Billy Graham (September 9, 1922 – January 22, 1992) was an American boxer from New York City who had an impressive professional record of 102 wins and 15 losses. Though a leading lightweight contender, Graham was never the recipient of a world title. Graham did however, have the remarkable distinction of never having been knocked off his feet in his long career.

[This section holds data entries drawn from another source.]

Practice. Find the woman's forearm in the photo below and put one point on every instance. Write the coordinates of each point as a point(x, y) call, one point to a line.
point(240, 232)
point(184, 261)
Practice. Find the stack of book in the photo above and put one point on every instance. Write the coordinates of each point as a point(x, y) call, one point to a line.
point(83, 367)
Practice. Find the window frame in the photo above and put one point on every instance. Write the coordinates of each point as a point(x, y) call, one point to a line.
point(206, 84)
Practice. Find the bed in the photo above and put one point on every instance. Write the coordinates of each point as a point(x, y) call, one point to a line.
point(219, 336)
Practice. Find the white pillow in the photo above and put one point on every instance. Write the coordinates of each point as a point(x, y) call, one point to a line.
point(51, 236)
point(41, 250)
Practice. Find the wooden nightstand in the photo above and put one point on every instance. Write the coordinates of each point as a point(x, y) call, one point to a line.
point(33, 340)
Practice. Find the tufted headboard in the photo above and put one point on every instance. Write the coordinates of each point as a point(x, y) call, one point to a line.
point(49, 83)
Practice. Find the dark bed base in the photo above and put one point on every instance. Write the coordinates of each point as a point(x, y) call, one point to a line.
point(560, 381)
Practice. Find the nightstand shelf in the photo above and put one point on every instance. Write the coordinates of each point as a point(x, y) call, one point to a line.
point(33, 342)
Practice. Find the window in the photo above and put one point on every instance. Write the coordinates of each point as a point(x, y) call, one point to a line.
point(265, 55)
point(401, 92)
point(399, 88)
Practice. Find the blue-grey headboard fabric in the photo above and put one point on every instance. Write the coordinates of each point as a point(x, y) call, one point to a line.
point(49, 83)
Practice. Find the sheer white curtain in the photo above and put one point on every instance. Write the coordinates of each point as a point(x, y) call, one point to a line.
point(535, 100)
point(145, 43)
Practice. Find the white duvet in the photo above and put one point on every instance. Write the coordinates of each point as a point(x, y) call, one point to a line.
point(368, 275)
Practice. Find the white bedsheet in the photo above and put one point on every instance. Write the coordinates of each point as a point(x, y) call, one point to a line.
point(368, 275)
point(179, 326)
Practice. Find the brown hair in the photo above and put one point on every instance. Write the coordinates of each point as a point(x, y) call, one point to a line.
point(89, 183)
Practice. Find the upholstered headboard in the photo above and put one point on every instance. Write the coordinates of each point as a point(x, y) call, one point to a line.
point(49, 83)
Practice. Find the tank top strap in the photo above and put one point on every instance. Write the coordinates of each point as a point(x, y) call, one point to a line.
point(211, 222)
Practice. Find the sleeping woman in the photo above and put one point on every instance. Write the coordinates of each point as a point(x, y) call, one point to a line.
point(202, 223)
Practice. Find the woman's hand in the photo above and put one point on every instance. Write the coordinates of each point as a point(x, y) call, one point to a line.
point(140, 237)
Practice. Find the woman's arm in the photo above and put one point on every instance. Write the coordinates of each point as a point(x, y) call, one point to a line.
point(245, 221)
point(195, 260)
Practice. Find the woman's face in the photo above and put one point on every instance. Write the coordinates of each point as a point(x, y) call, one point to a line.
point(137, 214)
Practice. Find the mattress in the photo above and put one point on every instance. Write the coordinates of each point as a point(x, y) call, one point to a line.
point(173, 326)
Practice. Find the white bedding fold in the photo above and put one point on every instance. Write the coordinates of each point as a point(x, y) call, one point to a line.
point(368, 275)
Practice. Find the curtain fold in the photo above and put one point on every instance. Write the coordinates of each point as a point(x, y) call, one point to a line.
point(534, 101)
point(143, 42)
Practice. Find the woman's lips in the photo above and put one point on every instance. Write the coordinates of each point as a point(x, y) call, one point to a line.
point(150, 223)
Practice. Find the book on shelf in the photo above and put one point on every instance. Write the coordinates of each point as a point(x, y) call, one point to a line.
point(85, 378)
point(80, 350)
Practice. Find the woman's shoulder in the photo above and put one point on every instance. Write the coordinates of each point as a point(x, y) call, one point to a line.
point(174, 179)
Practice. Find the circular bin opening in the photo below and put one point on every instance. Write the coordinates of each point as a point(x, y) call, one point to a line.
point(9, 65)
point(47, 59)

He was elected into the World Boxing Hall of Fame in 1987, and is also in the International Boxing Hall of Fame.

Early life and career
Graham was born on the East side of Manhattan on September 9, 1922. Graham defeated Sugar Ray Robinson as an amateur, when they were both teenagers in NYC. He was undefeated in his first 58 fights, going 52-0-6, until he fought Tony Pellone, where he lost by a split decision.

Boxing career
Graham was known as a welterweight with stylish and subtle moves that made him a difficult target in the ring.  He fought the legendary Kid Gavilán (commonly spelled Kid Gavilan) four times. In the first fight, held at Madison Square Garden, he beat Gavilan by a split decision. In the second fight, he lost at Madison Square Garden by a medical decision. The third fight was for the National Boxing Association World welterweight title and was again held at Madison Square Garden; this time, Gavilan won by a split decision. The final fight was for the World Welterweight Title in Havana, Cuba at Stadium Ball Park; Gavilan was again the victor, winning in a unanimous decision.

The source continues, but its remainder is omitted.